Par dernières conclusions déposées le 23 décembre 2008, Monsieur [E] [O] et Madame [B] [O] épouse [D], appelants, (les consorts [O]) demandent à la cour, réformant le jugement, de :
- accorder à Madame [X] [H] les droits issus du testament à l'exclusion de tous autres,
- confirmer pour le surplus le jugement,
- condamner Madame [X] [H] aux entiers dépens qui pourront être recouvrés conformément à l'article 699 du code de procédure civile et au paiement d'une somme de 6 000 euros en application de l'article 700 du même code.
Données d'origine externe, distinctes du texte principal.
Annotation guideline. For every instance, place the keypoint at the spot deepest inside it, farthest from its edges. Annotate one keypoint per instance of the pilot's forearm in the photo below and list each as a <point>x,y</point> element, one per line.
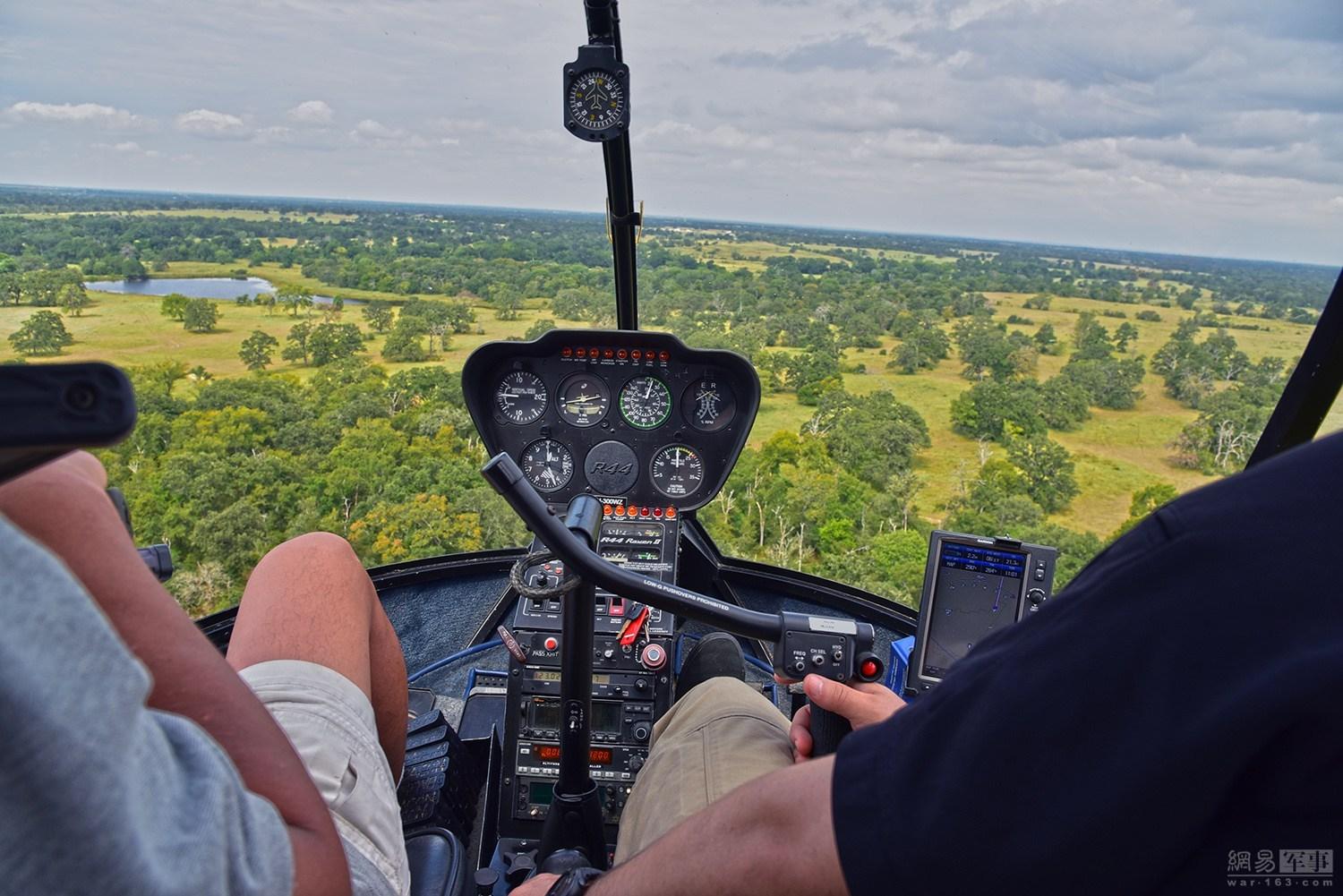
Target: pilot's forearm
<point>770,836</point>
Aux termes de ses dernières écritures déposées le 1er février 2010, Madame [X] [H] conclut à la confirmation du jugement et à la condamnation des consorts [O] aux entiers dépens qui pourront être recouvrés conformément à l'article 699 du code de procédure civile et au paiement d'une somme de 6 000 euros en application de l'article 700 du même code.
SUR CE, LA COUR,
Considérant que la succession d'[K] [O] s'étant ouverte postérieurement au 1er juillet 2002 et la loi n°2001-1135 du 3 décembre 2001 ayant abrogé la règle de l'imputation prescrite par l'article 767, alinéa 6, ancien du code civil, Madame [H] peut cumuler les droits successoraux prévus à l'article 757 du code civil avec la libéralité consentie par le défunt en application de l'article 1094-1 du même code, sous réserve de ne pas porter atteinte à la nue- propriété de la réserve héréditaire dont bénéficient les consorts [O] ni dépasser l'une des quotités disponibles spéciales permises entre époux ;
Que les consorts [O] ne peuvent utilement soutenir que, sous peine de la dénaturer, il convient d'interpréter et de rechercher la volonté du défunt à l'aune de la règle de l'imputation des libéralités sur les droits légaux du conjoint survivant en vigueur à la date de la rédaction du testament dès lors que les dispositions testamentaires, qui portent exclusivement sur l'assiette de l'usufruit auquel Madame [H] pouvait alors prétendre, sont claires, précises, dénuées de toute ambiguïté appelant une interprétation et qu'il n'appartient pas au juge de ' refaire ' un testament en considération de l'intention supposée du défunt au moment de sa rédaction ;
Qu'il convient d'ajouter que, contrairement à ce que prétendent les appelants, la volonté du défunt, qui conserve, jusqu'à son décès, la faculté de révoquer ou de modifier son testament, ne s'est pas nécessairement figée au moment de la rédaction de l'acte et a pu évoluer, notamment à la faveur de l'accroissement des droits successoraux du conjoint survivant ;
Qu'au demeurant, il ne peut se déduire du testament, qui manifeste le souci d'[K] [O] d'assurer les droits de son conjoint, sa vie durant, sur le logement familial, le mobilier le garnissant et les liquidités bancaires, une quelconque volonté de la priver de droits en pleine propriété que la loi ne lui reconnaissait pas au moment de sa rédaction ;
Que la circonstance que la loi du 3 décembre 2001 ait ultérieurement accordé au conjoint survivant des droits en pleine propriété et abrogé la règle de l'imputation des libéralités sur les droits successoraux prévus par la loi ne saurait autoriser le juge à déduire de l'intention libérale exprimée par le défunt à l'endroit de son conjoint celle de la priver de droits plus importants ;
Qu'enfin, force est de constater qu'alors qu'il était loisible au défunt, décédé plus de trois ans après sa publication, de modifier son testament à la lumière de la loi nouvelle, [K] [O] n'a pas jugé utile de prendre de nouvelles dispositions testamentaires ;
Qu'en conséquence, il y a lieu de dire, confirmant le jugement, que Madame [H] peut cumuler les droits légaux conférés par l'article 757 du code civil avec la libéralité consentie le 22 janvier 1997 ;
PAR CES MOTIFS
CONFIRME le jugement,
DÉBOUTE les parties de toutes demandes autres, plus amples ou contraires,
CONDAMNE Monsieur [E] [O] et Madame [B] [O] épouse [D] aux dépens de première instance et d'appel qui pourront être recouvrés conformément à l'article 699 du code de procédure civile et au paiement d'une somme de 3 000 euros en application de l'article 700 du même code.